Owner Of The Soup Bowl To Open Uncle Arthur’s Cafe On 9th Street


When The Soup Bowl closes for the season this Friday in its pop-up space at 319 7th Avenue, you won’t have to wait until fall to enjoy a bowl of their lobster butternut squash bisque — it’ll be on the menu of owner Richard Gussoff’s new restaurant, Uncle Arthur’s Cafe, which he tells us should be open around late March or early April.

The new spot will be located at 237 9th Street, just off 4th Avenue, and it will feature not just some favorites from The Soup Bowl (in addition to the bisque, look out for chicken pot pie and potato leek soup), but also a few dishes from Richard’s former Manhattan restaurants — he was the chef/owner of Italian trattoria Pietrasanta, Rachel’s American Bistro, and seafood restaurant Sag Harbor — which he sold about six years ago when the leases were expiring.

“We will have an upscale coffee bar, and a full menu with some of my favorite dishes from my restaurants in the Theater District,” Richard says, describing a pecan-crusted chicken with a honey-mustard glaze, pastas such as linguine with chicken, fresh herbs, and a touch of Sauvignon Blanc, plus a blackened salmon and a fish taco that he says he’s still working on.

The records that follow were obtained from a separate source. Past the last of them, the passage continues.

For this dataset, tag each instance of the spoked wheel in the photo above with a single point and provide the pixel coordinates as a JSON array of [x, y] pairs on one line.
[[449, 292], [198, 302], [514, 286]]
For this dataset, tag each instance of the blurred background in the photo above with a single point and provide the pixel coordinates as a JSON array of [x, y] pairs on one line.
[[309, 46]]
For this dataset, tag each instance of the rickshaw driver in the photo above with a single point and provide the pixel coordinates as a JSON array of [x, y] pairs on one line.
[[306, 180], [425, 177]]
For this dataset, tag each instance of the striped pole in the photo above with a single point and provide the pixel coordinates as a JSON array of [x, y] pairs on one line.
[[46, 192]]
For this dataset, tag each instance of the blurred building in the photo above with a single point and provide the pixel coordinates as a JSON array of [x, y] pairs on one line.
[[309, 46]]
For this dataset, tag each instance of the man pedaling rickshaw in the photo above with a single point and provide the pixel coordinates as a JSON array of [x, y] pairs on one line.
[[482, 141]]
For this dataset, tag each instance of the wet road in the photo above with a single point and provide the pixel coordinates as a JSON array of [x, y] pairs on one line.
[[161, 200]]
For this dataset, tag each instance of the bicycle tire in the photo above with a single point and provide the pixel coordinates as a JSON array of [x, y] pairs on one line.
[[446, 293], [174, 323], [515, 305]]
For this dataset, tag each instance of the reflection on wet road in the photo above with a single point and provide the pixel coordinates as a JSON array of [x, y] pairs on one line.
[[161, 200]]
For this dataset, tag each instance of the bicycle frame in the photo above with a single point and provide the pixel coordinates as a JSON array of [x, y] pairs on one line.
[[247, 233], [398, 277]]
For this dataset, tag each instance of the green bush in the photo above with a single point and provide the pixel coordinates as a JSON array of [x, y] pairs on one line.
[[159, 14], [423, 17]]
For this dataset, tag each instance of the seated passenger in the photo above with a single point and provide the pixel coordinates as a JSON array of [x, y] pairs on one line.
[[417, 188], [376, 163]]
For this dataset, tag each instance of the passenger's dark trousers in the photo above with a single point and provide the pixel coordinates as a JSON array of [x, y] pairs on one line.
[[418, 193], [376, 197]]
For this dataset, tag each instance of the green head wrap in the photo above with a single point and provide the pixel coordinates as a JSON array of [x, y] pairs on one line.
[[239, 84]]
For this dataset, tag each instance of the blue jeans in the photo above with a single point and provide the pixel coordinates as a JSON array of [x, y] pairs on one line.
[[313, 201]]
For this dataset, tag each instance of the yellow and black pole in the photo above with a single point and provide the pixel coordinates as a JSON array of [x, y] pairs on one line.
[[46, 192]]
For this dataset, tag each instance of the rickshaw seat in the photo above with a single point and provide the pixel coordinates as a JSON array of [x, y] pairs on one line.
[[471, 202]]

They’ll have a list of local and imported wines and beers to enjoy with your meal, and definitely be sure to save room for dessert.

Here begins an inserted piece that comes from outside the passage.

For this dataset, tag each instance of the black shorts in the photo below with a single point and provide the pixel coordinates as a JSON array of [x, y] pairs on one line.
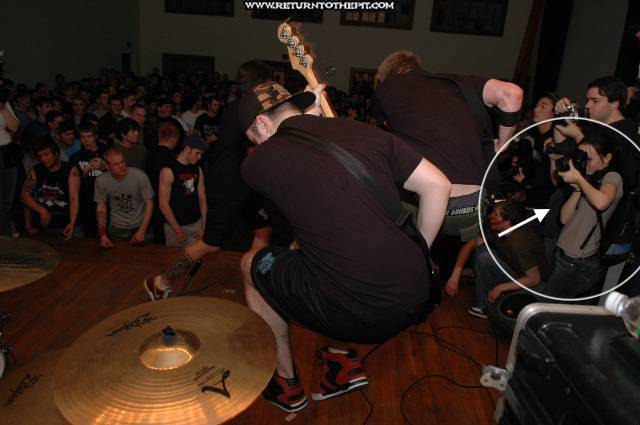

“Our desserts will be homemade, including a chocolate mascarpone and a chocolate peanut butter pie which I still prepare for parties for customers of my restaurants,” he says.

Richard tells us the name is in honor of his uncle, Arthur Klein, a successful attorney who negotiated the leases for his restaurants. He says he represented some famous stars, including Al Pacino, whose role as defense attorney Arthur Kirkland in the 1979 courtroom drama …And Justice For All was inspired in part by Uncle Arthur, who Richard says

was “often unshaven and attired in wrinkled suits.”

“That was the essence of my uncle. A brilliant attorney that was unpretentious,” Richard says. “I chose the name Uncle Arthur’s because I wanted a place that people in the neighborhood would feel comfortable at and hopefully not pretentious.”